Knowledge of sex chromosomes was the starting point for confirming that Semenya is a male.
> Also note that some athletic associations, e.g. World Athletics, consider athletes with Y-chromosome DSDs to be eligible for competition in women's categories as long as they reduce their testosterone to [fe]male levels medically.
That's true but it's also controversial. The female category can only coherently exist if the eligibility criteria excludes the male physical advantage acquired by males during male sexual development. And there's no evidence that this advantage is wholly removed when these males suppress testosterone. Only evidence of some weakening.
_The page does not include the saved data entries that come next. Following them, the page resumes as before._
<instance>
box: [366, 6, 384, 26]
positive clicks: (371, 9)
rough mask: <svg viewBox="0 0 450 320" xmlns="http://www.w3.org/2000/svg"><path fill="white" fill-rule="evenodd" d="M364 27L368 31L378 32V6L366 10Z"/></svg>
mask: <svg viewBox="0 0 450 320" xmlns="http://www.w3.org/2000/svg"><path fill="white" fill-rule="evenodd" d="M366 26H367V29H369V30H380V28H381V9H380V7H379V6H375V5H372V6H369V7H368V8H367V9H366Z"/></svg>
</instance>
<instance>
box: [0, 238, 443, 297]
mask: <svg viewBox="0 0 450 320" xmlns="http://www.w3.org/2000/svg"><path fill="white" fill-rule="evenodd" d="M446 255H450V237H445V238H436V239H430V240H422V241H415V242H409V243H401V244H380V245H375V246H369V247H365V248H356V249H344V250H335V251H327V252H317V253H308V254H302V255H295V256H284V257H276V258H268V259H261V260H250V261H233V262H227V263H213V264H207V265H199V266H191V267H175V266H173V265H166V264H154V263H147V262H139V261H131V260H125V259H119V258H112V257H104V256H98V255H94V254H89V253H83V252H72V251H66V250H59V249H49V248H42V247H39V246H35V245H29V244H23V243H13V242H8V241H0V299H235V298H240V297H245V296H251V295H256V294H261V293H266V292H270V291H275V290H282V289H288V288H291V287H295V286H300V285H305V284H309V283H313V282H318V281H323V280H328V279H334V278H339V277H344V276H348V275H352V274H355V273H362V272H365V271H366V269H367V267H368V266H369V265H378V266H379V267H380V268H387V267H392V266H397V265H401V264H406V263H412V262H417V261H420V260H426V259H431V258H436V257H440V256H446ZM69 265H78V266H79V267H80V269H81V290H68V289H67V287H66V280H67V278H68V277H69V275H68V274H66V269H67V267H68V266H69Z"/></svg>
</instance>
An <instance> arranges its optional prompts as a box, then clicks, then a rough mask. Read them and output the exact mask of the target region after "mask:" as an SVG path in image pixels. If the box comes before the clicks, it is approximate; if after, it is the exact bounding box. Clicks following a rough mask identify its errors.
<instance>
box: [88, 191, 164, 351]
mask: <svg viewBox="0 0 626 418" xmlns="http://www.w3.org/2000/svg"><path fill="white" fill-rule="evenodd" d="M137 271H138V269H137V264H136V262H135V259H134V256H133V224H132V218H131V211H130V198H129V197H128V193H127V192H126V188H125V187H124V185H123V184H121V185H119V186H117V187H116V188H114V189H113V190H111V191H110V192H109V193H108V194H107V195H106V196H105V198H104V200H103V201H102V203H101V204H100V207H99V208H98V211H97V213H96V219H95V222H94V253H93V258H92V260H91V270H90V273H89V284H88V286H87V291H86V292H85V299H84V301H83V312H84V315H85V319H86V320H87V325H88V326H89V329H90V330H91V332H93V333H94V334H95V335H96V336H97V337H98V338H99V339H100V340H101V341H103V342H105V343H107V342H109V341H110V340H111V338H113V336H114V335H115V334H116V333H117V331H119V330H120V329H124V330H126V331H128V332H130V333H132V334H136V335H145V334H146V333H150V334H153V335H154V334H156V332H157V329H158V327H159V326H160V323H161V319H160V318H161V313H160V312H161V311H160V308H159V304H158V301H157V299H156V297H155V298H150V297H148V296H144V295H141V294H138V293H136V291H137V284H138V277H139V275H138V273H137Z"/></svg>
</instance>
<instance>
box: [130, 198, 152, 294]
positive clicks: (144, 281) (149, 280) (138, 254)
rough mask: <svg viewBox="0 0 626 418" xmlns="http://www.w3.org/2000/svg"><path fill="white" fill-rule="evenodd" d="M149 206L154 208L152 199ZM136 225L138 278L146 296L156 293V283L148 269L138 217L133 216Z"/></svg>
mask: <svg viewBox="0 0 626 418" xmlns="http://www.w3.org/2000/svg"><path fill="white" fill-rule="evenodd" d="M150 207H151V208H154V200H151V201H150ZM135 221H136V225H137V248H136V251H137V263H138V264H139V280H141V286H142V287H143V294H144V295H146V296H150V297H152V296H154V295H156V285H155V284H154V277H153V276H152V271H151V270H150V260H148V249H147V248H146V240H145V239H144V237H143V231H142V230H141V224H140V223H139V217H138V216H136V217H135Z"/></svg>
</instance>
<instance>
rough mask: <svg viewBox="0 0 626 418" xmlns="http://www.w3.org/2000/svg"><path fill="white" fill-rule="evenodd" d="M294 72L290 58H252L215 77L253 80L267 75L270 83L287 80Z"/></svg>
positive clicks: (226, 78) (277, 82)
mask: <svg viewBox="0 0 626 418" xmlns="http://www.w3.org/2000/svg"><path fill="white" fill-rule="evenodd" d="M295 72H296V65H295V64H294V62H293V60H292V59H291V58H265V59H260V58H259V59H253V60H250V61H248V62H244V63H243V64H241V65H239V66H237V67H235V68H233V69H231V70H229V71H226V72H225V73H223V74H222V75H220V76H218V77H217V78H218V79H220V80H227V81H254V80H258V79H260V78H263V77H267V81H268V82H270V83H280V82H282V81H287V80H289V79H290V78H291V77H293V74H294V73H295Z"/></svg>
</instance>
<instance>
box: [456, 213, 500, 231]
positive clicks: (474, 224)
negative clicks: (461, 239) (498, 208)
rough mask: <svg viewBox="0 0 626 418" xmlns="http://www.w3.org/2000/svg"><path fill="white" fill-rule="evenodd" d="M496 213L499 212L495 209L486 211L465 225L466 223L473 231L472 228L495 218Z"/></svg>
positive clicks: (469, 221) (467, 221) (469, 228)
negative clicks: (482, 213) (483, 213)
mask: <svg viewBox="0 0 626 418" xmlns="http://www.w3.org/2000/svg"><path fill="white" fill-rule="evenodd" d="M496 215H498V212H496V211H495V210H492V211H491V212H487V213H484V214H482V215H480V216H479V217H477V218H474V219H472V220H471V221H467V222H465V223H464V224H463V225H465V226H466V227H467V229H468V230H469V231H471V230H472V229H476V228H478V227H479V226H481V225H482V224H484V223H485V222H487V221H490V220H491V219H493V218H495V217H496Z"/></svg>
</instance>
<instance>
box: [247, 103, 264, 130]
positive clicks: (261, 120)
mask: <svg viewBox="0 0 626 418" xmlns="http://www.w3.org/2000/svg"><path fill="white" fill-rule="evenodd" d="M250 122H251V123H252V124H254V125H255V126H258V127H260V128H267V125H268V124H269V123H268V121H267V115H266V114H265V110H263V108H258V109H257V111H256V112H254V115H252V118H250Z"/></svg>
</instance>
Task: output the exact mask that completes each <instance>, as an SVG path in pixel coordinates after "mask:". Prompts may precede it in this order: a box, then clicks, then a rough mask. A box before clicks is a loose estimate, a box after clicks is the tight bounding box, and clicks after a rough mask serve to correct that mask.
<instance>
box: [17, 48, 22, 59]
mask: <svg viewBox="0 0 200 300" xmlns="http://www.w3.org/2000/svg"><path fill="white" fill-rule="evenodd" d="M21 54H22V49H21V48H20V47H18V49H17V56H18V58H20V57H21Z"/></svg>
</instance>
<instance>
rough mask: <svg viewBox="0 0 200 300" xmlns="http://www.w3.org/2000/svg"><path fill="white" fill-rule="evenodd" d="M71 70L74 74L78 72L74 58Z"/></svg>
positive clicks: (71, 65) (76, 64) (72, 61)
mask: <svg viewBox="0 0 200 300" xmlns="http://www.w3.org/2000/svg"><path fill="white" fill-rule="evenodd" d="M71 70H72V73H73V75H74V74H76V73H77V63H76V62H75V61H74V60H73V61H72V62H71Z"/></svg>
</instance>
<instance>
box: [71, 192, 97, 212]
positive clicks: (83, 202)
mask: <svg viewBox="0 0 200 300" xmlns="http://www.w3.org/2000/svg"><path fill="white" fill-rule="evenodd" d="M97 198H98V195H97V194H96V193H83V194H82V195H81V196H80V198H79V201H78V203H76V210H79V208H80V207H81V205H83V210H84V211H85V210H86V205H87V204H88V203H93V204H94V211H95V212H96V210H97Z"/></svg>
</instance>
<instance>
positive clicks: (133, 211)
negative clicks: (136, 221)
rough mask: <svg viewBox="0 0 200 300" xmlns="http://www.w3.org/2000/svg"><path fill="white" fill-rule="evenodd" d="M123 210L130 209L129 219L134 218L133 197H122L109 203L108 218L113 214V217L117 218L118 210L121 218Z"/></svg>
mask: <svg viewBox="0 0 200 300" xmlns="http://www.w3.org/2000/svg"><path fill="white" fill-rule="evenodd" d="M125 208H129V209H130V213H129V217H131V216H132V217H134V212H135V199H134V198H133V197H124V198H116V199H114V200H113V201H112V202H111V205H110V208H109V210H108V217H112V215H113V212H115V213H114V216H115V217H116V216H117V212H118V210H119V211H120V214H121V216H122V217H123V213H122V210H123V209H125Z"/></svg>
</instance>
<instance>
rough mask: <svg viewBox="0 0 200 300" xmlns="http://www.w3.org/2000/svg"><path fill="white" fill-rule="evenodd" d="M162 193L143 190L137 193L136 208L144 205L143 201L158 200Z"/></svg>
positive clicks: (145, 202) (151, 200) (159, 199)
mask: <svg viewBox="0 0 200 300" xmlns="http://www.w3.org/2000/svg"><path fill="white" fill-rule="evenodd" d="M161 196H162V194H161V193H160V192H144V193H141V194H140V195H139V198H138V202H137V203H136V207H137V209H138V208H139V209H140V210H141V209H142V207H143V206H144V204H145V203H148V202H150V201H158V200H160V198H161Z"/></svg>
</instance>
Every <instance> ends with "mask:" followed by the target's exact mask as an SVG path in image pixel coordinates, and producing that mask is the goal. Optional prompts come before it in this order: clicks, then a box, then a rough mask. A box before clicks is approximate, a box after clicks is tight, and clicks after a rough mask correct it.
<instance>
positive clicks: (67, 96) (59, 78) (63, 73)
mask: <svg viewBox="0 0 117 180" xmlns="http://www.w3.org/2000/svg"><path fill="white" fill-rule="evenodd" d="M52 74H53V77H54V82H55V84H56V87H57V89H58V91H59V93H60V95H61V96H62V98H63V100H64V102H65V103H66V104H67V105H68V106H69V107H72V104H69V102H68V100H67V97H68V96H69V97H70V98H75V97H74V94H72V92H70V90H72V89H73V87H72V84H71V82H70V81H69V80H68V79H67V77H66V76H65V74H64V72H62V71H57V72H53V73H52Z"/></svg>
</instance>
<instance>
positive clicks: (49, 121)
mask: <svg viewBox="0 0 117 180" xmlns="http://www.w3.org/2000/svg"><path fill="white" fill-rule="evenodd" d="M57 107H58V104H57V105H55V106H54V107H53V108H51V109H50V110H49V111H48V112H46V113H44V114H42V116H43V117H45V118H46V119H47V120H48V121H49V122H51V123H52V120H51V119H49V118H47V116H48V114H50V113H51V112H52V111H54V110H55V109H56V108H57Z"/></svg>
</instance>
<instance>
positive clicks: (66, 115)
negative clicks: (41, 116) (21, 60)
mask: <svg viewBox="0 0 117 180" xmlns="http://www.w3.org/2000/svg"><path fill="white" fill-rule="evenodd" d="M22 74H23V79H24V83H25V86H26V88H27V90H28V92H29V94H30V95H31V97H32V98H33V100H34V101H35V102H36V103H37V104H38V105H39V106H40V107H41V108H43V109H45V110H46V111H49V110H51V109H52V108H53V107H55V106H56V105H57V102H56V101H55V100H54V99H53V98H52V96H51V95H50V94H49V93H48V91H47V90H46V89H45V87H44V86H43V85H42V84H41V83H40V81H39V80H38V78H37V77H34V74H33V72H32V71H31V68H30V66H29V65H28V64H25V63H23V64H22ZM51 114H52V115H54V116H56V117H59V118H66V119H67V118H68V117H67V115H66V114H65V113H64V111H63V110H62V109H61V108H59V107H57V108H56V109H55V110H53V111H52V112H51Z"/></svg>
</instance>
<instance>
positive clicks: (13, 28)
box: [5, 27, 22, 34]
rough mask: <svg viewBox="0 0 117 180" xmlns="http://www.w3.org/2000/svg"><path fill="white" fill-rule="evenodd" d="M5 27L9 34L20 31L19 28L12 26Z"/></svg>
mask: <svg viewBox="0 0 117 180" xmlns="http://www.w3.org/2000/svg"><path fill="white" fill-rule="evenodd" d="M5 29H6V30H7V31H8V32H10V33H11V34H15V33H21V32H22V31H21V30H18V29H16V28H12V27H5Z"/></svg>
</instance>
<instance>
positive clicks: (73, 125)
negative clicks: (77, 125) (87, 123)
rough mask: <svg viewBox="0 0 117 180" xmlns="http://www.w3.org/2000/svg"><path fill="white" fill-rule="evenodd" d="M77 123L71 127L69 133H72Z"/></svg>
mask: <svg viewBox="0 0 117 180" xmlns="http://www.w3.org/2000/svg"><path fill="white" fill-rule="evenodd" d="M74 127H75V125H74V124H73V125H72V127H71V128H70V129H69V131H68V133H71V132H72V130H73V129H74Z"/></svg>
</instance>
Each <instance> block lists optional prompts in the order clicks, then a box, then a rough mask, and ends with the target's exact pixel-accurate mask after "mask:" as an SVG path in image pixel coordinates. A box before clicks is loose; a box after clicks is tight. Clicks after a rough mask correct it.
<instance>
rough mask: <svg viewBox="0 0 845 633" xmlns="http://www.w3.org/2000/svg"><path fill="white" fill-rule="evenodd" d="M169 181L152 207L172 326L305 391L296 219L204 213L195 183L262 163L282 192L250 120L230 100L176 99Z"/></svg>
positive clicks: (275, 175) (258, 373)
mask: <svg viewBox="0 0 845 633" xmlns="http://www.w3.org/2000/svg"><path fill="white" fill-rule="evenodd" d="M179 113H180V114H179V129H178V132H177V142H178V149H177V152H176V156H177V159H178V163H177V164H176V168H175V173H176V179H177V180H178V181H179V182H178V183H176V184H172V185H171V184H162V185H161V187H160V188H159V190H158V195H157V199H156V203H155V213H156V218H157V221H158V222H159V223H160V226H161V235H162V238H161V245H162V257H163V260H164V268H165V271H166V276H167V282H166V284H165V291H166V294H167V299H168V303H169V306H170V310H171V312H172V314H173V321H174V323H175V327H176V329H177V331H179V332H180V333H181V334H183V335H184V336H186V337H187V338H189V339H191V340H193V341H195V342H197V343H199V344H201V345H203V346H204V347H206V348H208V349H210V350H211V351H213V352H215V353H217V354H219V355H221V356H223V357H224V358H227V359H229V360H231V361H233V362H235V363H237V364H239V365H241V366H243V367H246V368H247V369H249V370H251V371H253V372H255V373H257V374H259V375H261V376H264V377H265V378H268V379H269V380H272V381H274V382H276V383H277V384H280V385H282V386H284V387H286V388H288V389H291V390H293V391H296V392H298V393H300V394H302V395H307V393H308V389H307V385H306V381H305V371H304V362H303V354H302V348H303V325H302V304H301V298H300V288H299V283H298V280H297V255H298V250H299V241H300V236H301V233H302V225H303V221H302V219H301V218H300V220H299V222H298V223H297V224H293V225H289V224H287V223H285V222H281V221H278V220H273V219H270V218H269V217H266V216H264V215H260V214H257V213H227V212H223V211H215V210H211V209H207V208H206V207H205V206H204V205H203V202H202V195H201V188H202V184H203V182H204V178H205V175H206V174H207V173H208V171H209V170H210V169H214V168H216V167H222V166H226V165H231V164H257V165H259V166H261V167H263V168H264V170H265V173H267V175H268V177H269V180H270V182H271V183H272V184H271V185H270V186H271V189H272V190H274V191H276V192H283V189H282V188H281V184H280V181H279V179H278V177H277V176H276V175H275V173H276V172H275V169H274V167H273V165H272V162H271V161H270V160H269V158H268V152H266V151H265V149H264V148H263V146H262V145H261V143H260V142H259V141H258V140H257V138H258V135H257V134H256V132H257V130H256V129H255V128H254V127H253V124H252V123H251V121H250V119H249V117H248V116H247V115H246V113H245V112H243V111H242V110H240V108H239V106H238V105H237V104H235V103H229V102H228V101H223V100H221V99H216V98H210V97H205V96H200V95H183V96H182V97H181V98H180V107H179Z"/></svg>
The male body remains.
> As an aside, note in the same article that World Athletics now completely bans transgendered women _who have gone through male puberty_ from competing in the women's category so even having one's sex determined as male as birth is not recognised as an absolute advantage in women's sports; the cutoff is having gone through a male puberty, which a genetic test alone cannot determine.
I think this is an important aside to mention. The male physical advantage is equivalent between the cohorts of males with a trans identity and males with an androgen-sensitive DSD (like 5-ARD). In terms of fair competition, it doesn't really make sense to permit eligibility via testosterone suppression for one group but not the other.
> Yes, but I'm claiming that someone whose sex was determined to be female at birth, and lived their whole life as a woman, and experienced everything that every other woman experiences, is not a male.
Does this apply to the athletes we're discussing though? Having testes and going through male puberty, as Caster Semenya did, is not a female experience.